Roan Kattouw wrote:
I'm not sure how hard this would be to achieve (you'd have to correlate blob parts with revisions manually using the text table; there might be gaps for deleted revs because ES is append-only) or how much it would help (my impression is ES is one of the slower parts of our system and reducing the number of ES hits by a factor 50 should help, but I may be wrong), maybe someone with more relevant knowledge and experience can comment on that (Tim?).
Roan Kattouw (Catrope)
ExternalStoreDB::fetchBlob() is already keeping the last one to optimize repeated accesses to the same blob (we would probably want a bigger cache for the dumper, though). On the other hand, I don't think the dumpers should be doing the store of textid contents in memcached (Revision::loadText) since they are filling them with entries useless for the users queries (having a different locality set), useless for themselves (since they are traversing the full list once) and -even assuming that the memcached can happily handle it and no other data is affecting by it- the network delay make it a non-free operation.

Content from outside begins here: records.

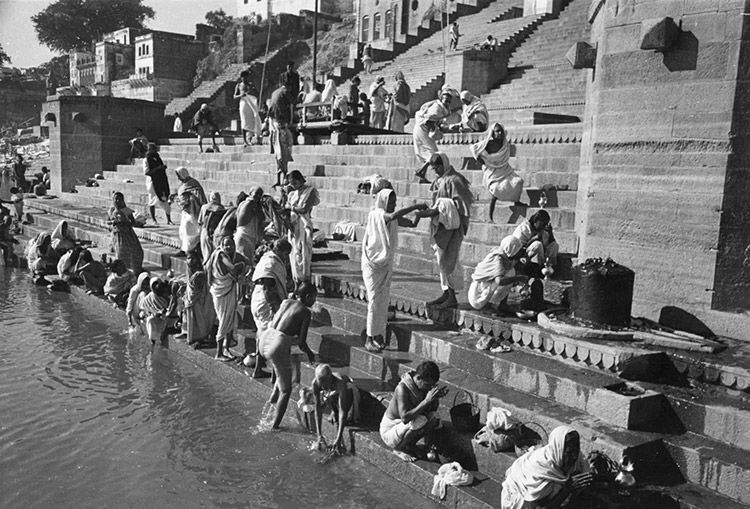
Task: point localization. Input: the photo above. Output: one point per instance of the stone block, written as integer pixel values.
(658, 34)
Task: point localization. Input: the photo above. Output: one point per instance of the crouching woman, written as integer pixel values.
(547, 477)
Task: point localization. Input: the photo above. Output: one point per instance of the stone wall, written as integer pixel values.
(664, 155)
(90, 134)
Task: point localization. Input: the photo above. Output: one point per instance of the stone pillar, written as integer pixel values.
(664, 181)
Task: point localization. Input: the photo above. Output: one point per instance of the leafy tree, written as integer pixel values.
(68, 25)
(3, 56)
(218, 19)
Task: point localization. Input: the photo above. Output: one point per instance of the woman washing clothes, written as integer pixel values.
(549, 476)
(291, 321)
(498, 177)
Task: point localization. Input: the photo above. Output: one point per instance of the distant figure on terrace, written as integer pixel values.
(125, 242)
(367, 58)
(119, 282)
(209, 218)
(190, 197)
(270, 279)
(203, 125)
(354, 98)
(378, 96)
(474, 116)
(412, 413)
(281, 115)
(200, 314)
(92, 272)
(378, 247)
(138, 145)
(455, 35)
(291, 320)
(495, 275)
(157, 183)
(247, 94)
(450, 213)
(539, 243)
(290, 80)
(301, 201)
(489, 44)
(499, 178)
(225, 270)
(548, 476)
(398, 107)
(427, 128)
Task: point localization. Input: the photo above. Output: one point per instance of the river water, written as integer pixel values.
(88, 418)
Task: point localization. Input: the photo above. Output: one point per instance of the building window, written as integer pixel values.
(365, 28)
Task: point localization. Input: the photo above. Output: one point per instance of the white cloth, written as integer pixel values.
(378, 246)
(450, 474)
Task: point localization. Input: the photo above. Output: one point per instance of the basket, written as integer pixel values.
(529, 435)
(465, 416)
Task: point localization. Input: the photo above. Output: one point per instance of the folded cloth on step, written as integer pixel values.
(450, 474)
(346, 228)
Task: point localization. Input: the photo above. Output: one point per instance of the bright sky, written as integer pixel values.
(19, 40)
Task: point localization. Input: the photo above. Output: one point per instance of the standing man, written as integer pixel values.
(450, 212)
(280, 115)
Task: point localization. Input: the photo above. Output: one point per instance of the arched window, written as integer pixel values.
(365, 28)
(388, 25)
(376, 26)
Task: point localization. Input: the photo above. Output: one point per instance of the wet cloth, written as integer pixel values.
(426, 129)
(301, 232)
(378, 246)
(199, 308)
(61, 238)
(125, 243)
(498, 176)
(538, 473)
(450, 474)
(496, 265)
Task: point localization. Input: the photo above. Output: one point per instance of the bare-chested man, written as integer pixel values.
(291, 320)
(410, 415)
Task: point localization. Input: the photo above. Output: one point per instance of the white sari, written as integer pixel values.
(378, 247)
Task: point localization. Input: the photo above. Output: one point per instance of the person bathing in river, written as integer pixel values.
(549, 476)
(338, 392)
(291, 320)
(411, 414)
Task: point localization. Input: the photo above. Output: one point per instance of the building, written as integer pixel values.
(267, 8)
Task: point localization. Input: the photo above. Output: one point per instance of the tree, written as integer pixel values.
(3, 56)
(68, 25)
(218, 19)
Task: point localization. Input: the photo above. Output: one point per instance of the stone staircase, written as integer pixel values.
(540, 79)
(688, 440)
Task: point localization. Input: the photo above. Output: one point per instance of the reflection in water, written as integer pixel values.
(88, 418)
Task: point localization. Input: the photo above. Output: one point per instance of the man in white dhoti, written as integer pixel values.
(495, 276)
(225, 270)
(427, 128)
(498, 177)
(378, 247)
(250, 121)
(301, 201)
(270, 277)
(450, 213)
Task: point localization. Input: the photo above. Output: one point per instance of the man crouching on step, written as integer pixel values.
(410, 415)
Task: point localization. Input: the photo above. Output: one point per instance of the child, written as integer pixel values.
(16, 199)
(364, 105)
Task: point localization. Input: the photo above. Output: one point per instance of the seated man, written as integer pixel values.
(339, 393)
(410, 415)
(138, 145)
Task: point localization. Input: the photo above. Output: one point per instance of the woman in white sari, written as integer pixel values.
(378, 247)
(499, 178)
(301, 201)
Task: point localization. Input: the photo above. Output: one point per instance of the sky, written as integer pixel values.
(19, 40)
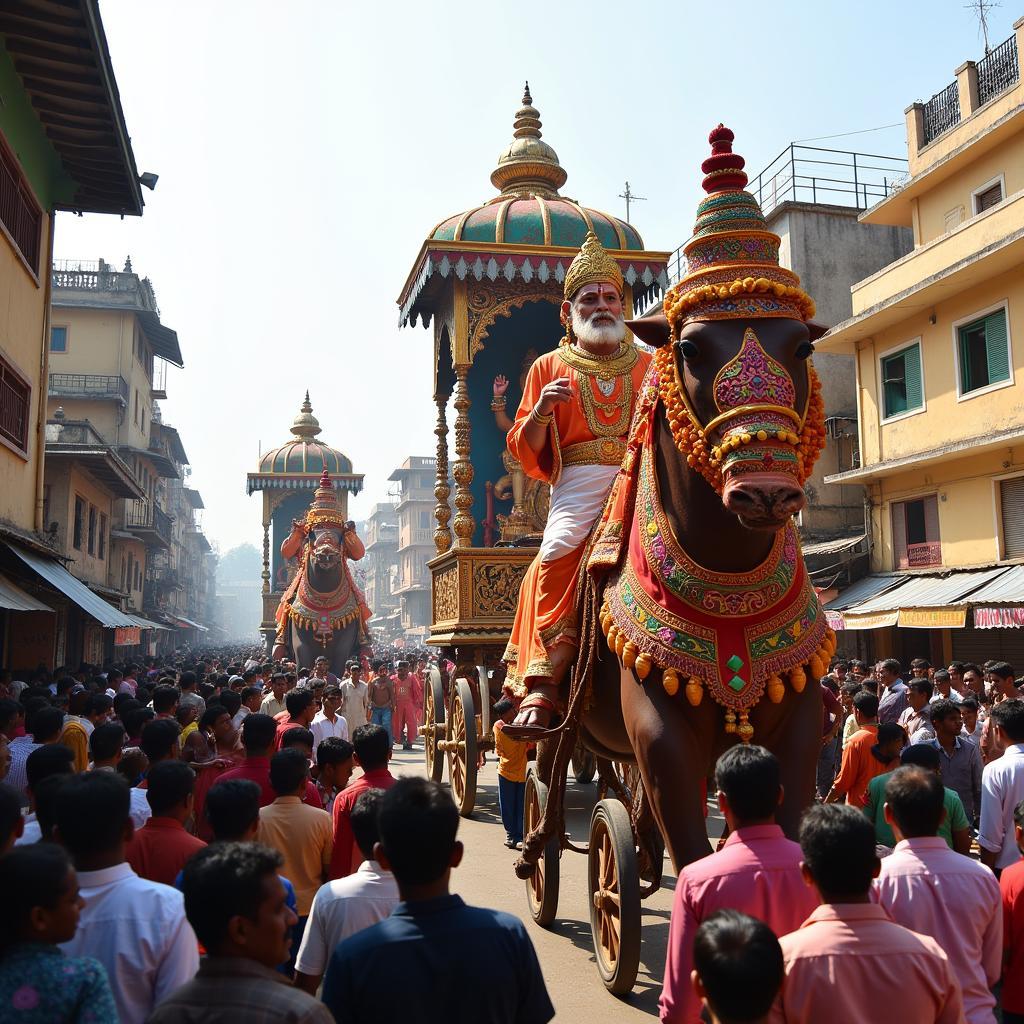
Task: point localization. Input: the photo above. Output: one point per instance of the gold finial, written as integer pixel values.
(528, 166)
(590, 265)
(305, 424)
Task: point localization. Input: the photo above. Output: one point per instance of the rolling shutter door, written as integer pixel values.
(1012, 514)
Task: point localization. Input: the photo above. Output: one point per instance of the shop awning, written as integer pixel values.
(56, 576)
(15, 599)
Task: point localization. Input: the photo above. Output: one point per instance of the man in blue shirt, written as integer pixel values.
(414, 966)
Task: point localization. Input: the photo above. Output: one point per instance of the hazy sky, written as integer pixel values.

Ariel, do you have in wikitech the step-by-step list of actions to setup a WMF dump server? I always forget about which scripts are being used and what does each of them do. Can xmldumps-phase3 be removed? I'd prefer that it uses the release/trunk/wmf-deployment, an old copy is a source for problems. If additional changes are needed (it seems unpatched), the appropiate hooks should be added in core.